LA FRENESIA DELL'ANDARE


Mi è sempre piaciuto camminare e credo di avere una naturale predisposizione nell'affrontare la montagna, sia fisico che istintivo. Se un tempo ciò che inseguivo era raggiungere una cima poi col tempo è stato di percorrere lunghe distanze. La vetta, una forcella, un colle, un passo è fine a se stesso, ma oltre c'è un' altra vetta, un'altra forcella, anzì un'infinità di queste "possibili" mete. Salire una catena montuosa e vederne un'altra, davanti, al di là della valle, ha fatto si di procedere oltre. Di raggiungere la successiva e magari un' altra, poi voltarmi e capire che le distanze sono effimere; ciò che prima era distante è vicino, altro nel mezzo è superato. Questo è diventato il mio modo di peregrinare in montagna, fatica e frenesia; così riesco a sentirmi tutt'uno con l'essenza della montagna. L'aver percorso l'Alta Via "delle Dolomiti in tre giorni per complessive 42 ore od il Trekking delle Leggende, lungo circa 200 km. con dislivello complessivo di circa 30.000m. in 4 giorni, in meno di 56 ore, o l'Alta via deli Eroi da Feltre a cima Grappa in 14 ore per andata e ritorno ne sono un esempio. Oppure nel concatenamento dei sentieri, un uppen down sulle vette feltrine di oltre 7000 m in poco più di 10 ore, o nel salire più monti in sequenza, ho trovato il feeling intimo con la montagna.

domenica 11 luglio 2010

MITI CADUTI...MITI INNALZATI


Cesen, Barbaria, Mariech, Col Posanova, Forconetta, Endimione...così nella mia infanzia mandavo a memoria i nomi di questi monti delle Prealpi come si era soliti fare con la nazionale (Zoff, Burgnich,Facchetti...). Endimione, forse per assonanza agli dei greci lo favoleggiavo quale la divinità del luogo e gli altri l'insieme del suo olimpo. Inoltre da bambino osservavo rapito, dalla finestra di casa, un grande prato adagiato placidamente sul lungo costone orientale del Tomatico (sopra Feltre).

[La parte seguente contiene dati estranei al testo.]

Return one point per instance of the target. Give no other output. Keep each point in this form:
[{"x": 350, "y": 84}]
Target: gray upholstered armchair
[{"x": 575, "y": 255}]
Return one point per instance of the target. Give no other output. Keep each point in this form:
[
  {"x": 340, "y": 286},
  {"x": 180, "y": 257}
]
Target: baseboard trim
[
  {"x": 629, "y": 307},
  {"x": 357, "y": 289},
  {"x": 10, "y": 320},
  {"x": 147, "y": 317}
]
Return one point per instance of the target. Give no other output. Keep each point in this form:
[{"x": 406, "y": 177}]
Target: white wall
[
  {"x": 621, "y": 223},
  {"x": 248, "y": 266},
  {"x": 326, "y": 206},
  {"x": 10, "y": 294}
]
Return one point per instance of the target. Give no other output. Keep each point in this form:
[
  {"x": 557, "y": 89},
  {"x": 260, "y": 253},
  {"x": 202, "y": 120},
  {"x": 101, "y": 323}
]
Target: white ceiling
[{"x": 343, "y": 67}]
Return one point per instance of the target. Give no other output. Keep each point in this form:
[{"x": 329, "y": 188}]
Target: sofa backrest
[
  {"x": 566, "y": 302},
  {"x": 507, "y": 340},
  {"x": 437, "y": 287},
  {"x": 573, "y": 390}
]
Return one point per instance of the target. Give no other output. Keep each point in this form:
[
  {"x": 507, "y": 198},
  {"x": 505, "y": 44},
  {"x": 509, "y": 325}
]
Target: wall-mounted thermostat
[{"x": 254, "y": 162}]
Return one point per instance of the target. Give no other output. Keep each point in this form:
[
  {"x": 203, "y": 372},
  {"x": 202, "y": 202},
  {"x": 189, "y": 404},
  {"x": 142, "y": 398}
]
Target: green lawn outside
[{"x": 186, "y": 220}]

Per me equivaleva alle grandi praterie del far west, ad uno spazio infinito. Fantasticavo che ci volessero giornate intere per poter salire lassù (avventure alla Jhon Waine). Poi quindicenne vissi la mia prima esperienza di montagna, salendo ai Piani Eterni nelle Alpi Feltrine. L'arrivo a ridosso di quell'angolo di paradiso mi lasciò l'incanto negli occhi, una sensazione incredibile di bellezza. Da allora molti miti sono caduti. Endimione e decaduto dall'illusione della divinita all'insieme dei declivi erbosi che scendono verso l'alta vallata trevigiana. Sul grande prato (Prà Franzoia) ci salirò molti anni dopo, senza grandi emozioni a piedi in un'oretta, quando a causa dell'abbandono, ormai si era ingloriosamente ridotto ad un ristretto pascolo, relitto...a futura memoria.I Piani Eterni invece si rinnovano incantevoli ad ogni stagione.

sabato 10 luglio 2010

SKY TREKKING



Skytrekking è camminare sul filo delle creste, seguire esili tracce, "librarsi" su esposte cenge,inerpicarsi su ripidi crinali,superare ardite forcelle... E' sognare la linea arancio dell'alba che sorge, sentire il sudore che scende lungo le gote, ascoltare il respiro affannoso nei ripidi sentieri che non ammettono soste, farsi risucchiare nelle rapide discese, allungare il passo nei pianori inaltitudine, essere sopinti dal vento, camminare faticosamente quando le fole ti sbattono contro o gelate ti fanno perdere il respiro. E' affondare nel manto soffice nevoso, sentire il picchettio della pioggia, bagnarsi sotto un acquazzone estivo, lasciarsi trasportare musicalmente al fruscio delle fronde, rincorrere le foglie che cadono, percepire lo scricchiolio di quelle calpestare, il rumore vitreo dei ghiaioni scesi. E' guardare le nuvole che attraversano il cielo...cielo blu intenso, grigio, rosso, giallo, perdersi nelle fitte nebbie che portano ansia, ritrovarsi sulle cime dei monti baciati dalla luce intensa del sole, scrutare panorami infiniti, piccoli diademi celati fra le possenti pareti. Seguire il volo regale di un'aquila, l'inerpicarsi del camosci in ambiti rupestri, il ciguettio frenetico delle cince nel fitto bosco, il gorgoglio di un ruscello, il colore dei fiori. Perdersi nell'oblio quando inesorabile il tramonto scende.

BON VIAZ


Bon viàz nella parlata dolomitica è un segno di augurio che sta per buon viaggio. Il termine viàz indica un passaggio impervio ed ardito in montagna, tracce di passaggio generalmente di camosci e cacciatori. Gli anglosassoni definiscono il muoversi in questi ambienti con il termine di scrimbling, dove escursionismo ed alpinismo si confondono.